People are considered to be embroiled in complicated grief or prolonged grief disorder (PGD) when they cannot navigate through the symptoms of normal grief. These people appear to be stuck in one stage of grief or another, unable to move on. When the symptoms of normal grief extend beyond a few months, friends and loved ones should be on the lookout for the general characteristics of PGD.
- Feelings – There are several feelings associated with PGD. These include guilt, sadness, anger, denial, betrayal, guilt, and emptiness.
- Responses – People with complicated grief may withdrawal from friends, develop additive behaviors, and either avoid social events or being alone.
- Thoughts – People who are dealing with PGD often have thoughts of the death not being real. They think they will never get over the grief of losing their loved one.
- Physical Health – During struggles with PGD, people often lose their appetite, have sleeping problems, lack motivation to do anything, and experience persistent fatigue.
To be diagnosed with PGD, people have to meet a sense of criterion. These include:
- Event – Loss of a loved one or significant other.
- Separation Distress – One of the following three symptoms must be experienced to a disruptive degree: intrusive thoughts, intense feelings such as pain and sorrow, and a yearning for the person that has been lost.
- Cognitive/Emotional/Behavioral Symptoms – Five or more of the following symptoms must be present to be diagnosed with PGD:
1. Diminished sense of self or identity confusion.
2. A difficult time accepting the loss.
3. Avoidance of mementos, memorabilia or other reminders of the loss.
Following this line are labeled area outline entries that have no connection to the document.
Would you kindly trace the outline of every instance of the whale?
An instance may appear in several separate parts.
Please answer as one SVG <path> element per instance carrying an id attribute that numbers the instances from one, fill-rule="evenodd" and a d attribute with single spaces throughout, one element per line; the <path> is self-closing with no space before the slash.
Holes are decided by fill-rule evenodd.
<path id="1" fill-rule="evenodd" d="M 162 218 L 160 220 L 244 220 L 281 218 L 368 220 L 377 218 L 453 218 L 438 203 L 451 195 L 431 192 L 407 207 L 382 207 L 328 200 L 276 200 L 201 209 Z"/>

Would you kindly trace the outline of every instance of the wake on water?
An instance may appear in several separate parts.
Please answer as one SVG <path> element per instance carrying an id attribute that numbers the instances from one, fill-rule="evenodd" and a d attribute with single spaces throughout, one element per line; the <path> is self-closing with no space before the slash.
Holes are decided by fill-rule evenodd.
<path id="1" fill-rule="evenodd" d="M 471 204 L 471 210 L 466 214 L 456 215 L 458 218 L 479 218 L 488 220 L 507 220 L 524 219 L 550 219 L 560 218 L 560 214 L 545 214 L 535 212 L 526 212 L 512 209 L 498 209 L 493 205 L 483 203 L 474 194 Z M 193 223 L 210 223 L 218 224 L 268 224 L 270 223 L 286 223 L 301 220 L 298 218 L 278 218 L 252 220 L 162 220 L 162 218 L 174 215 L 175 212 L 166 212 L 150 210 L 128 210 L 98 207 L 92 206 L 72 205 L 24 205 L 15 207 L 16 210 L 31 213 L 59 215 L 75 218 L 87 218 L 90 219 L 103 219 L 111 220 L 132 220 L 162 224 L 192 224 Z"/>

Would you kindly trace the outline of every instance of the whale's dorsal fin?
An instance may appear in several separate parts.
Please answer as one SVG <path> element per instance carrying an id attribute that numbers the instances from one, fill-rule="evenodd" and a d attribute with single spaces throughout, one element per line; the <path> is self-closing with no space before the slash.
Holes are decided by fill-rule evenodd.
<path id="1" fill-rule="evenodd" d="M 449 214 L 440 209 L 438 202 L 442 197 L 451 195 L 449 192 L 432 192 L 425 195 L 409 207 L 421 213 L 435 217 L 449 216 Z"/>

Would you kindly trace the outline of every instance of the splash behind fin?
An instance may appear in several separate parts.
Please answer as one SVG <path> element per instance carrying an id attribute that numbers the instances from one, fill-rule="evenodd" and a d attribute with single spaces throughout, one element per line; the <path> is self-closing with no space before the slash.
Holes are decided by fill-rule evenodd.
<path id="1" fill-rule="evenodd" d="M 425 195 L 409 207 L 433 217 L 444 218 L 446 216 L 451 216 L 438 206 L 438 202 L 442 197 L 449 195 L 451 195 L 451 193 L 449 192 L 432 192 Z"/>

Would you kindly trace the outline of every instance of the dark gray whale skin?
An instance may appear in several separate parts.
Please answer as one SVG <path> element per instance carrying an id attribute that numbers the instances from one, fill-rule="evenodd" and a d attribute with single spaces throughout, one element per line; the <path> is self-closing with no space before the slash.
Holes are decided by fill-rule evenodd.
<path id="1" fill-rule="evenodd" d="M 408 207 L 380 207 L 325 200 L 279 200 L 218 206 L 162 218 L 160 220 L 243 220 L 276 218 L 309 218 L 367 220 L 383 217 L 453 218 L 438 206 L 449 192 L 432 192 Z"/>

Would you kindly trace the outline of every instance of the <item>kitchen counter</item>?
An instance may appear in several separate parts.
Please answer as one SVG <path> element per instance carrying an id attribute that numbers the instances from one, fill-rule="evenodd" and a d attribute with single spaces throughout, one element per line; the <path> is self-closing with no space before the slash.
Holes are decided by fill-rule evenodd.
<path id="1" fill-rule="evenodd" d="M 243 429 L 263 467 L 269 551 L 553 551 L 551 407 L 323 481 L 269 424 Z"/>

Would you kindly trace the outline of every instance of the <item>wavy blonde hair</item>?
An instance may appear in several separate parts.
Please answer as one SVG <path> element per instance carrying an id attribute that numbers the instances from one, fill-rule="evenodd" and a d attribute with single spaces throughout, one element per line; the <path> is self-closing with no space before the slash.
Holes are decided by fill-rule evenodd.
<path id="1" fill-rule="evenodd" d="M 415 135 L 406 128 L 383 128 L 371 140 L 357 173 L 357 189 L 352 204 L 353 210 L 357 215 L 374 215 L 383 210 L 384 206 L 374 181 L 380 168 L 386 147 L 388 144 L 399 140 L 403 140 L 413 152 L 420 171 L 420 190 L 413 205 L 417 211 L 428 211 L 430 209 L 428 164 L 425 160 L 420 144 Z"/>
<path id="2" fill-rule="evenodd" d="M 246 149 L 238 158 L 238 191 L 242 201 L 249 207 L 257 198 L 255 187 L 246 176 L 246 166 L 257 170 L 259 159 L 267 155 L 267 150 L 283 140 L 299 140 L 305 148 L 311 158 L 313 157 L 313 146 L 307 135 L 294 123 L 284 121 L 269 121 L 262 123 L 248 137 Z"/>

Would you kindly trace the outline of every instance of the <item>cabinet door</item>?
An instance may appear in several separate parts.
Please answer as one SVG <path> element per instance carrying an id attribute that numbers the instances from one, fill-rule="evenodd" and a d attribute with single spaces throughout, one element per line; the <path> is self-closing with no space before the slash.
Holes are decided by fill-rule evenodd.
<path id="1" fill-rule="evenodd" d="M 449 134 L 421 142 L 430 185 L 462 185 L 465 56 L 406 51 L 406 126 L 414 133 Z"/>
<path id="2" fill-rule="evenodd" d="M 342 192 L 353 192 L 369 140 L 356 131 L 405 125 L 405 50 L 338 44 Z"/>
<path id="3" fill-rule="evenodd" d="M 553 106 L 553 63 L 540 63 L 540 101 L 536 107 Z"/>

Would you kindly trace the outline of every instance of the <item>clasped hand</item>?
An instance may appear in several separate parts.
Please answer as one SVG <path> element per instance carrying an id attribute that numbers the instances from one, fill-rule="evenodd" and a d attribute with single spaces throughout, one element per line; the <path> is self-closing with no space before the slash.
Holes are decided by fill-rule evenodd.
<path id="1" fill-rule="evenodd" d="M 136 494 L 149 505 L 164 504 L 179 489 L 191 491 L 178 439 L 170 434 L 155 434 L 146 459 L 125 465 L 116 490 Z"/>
4. A loss of trust in others.
5. Anger or extreme bitterness.
6. Inability to move forward with life.
7. Absence of emotion.
8. A feeling that life is meaningless.
9. Remaining shocked or stunned by the loss.
- Duration – The symptoms of grief must persist beyond six months of the date of loss.
- Impairment – The symptoms of PGD cause impairment or significant distress in areas of functioning.
- Other Mental Disorders – PGD should not be diagnosed in lieu of other medical disorders such as PTSD, major depressive disorder, or generalized anxiety disorder.
People who are dealing with PGD need to treat their symptoms of grief a bit differently than they would treat symptoms of normal grief. Caregivers should also be mindful of treatment strategies for this type of grief. It is extraordinarily rare for people dealing with PGD to be able to get through it on their own.
Treatment strategies for PGD include:
- Mindfulness – People with PGD should learn to be mindful of the moment. This is a Buddhist teaching not unlike meditation. Learn to experience your emotions in the present so that you can better control them.
- Stress Management – The way that people manage stress is an individual process. Learn how to manage your stress effectively. You may do so by listening to music, creating something with your hands, or exercising.
- Problem Solving – Learn successful problem solving skills. These include knowing how to identify the problem, and how to identify the options available for solving the problem.
- Set Goals – Set short- and long-term goals for yourself. What do you want to do tomorrow? What do you want to achieve next week? Work towards these goals daily.
- Manage Anger – No matter how much anger you feel, you must keep it under control. A professional counselor or therapist can give you coping strategies for your overwhelming feelings.
- Participate in Activities – Your first instinct may be to shut yourself off from the world, but don’t. Participate in activities that you find enjoyable, whether by yourself or with a friend.
- Sleep – Develop proper sleeping patterns. This may take time but it can be achieved by going to bed at the same time and waking up at the same time.
- Know Your Anxiety – Anxiety is a normal human emotion. Learn how to identify your anxiety and label its level. Develop coping mechanisms for your anxiety.
Treatment methods and coping skills for PGD can be delivered by a trained counselor or therapist. It is very difficult to understand how to get through this overwhelming and emotional time on your own. Professional grief counselors can teach you how to understand, label and cope with the emotions that you feel on a daily basis. The important thing to understand is that, even if you don’t believe you will, you can move on.